Actually there is one that has the new baby brutes in it...but this is the first vid I've seen posted. The other thread shows the new 4 seater Teryx as well.


----------



## Coolwizard (Feb 28, 2009)

I liked the tail lights too.


----------



## BruteForceParts (Jul 30, 2011)

http://www.mudinmyblood.net/forum/showthread.php?t=14607


----------



## Polaris425 (Dec 16, 2004)

gonna merge them...


----------



## redneckrancher420 (Jul 5, 2011)

I wonder if RDC is fabricating a lift yet for it, lol


----------



## Shrek (Oct 4, 2011)

Polaris425 said:


> gonna merge them...


Thanks for the merge. My bad bud




Wishing I was riding instead of using Tapatalk


----------



## Polaris425 (Dec 16, 2004)

Word. Thanks for finding the video! Wish I could have been invited to that test ride though :bigok: lol


----------



## felix945 (Aug 1, 2011)

that brute 300 is like someone guessed before an Kymco MXU300, hat that bike before, preety durable, smart designed but got a litle rust issue, had done 15 or 16.000 km on it without any problem, i just killed one my alternator with that lightbar i had on it. 

that mashine is build by kymco under the name MXU300 since 2005.

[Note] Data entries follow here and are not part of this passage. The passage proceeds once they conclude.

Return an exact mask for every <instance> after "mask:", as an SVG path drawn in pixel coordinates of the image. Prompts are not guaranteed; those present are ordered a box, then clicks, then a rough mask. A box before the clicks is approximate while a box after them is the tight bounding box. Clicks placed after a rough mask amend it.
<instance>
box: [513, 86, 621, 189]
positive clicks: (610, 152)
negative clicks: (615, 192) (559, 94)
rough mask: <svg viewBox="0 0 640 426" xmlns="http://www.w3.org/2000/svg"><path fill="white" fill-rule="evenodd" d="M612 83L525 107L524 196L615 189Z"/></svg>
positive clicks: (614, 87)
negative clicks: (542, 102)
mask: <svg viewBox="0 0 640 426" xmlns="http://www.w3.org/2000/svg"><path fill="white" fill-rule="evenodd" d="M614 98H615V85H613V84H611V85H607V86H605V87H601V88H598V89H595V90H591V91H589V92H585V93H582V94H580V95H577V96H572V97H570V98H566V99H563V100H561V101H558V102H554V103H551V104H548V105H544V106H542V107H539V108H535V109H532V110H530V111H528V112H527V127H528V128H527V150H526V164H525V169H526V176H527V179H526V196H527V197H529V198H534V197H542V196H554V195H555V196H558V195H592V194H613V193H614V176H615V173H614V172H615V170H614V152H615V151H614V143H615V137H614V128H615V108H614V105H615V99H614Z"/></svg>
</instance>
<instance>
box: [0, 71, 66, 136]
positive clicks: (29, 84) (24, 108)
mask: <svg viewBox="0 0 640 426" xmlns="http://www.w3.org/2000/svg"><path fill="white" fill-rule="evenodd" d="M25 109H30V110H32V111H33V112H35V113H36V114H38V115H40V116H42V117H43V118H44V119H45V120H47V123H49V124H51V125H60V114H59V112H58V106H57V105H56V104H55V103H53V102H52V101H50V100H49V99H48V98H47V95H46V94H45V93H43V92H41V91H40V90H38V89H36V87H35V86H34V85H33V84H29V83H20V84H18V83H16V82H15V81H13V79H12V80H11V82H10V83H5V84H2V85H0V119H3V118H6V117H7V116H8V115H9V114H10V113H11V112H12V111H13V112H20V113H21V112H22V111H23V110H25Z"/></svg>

Also lucky that on the US photos is no Kymco Emplem on the CVT on the euro ones it is









you can see that on www.kawasaki.de


----------



## Polaris425 (Dec 16, 2004)

It's not on the US site...










http://www.kawasaki.com/Products/Product-Specifications.aspx?scid=1&id=555

so one of them is photo shopped... OR they are using kymco parts in your country and not ours???


----------



## felix945 (Aug 1, 2011)

the frame, the engine, the rear axle and tachometer are exactly the same like on my old bike.
only thing that is different are the plastics


----------



## Polaris425 (Dec 16, 2004)

im not disputing that, Im just saying that on the US site, the "kymco" stamp is not shown inside the clutch. I looked at both sites, the one you posted, and the US site, and it's on the .de but not on the .com (us) site. The picture is the same but the stamp is gone on the US site.


----------



## felix945 (Aug 1, 2011)

yepp, thats what i noticed too, but the big question is why? only marketing issues?

even more strange in my eyes is that an premium manufracturer like Kawa does buy, or works together with kymco....

and another question i ask myself is if that KVF300 is made in USA like my KVF650 brute...


----------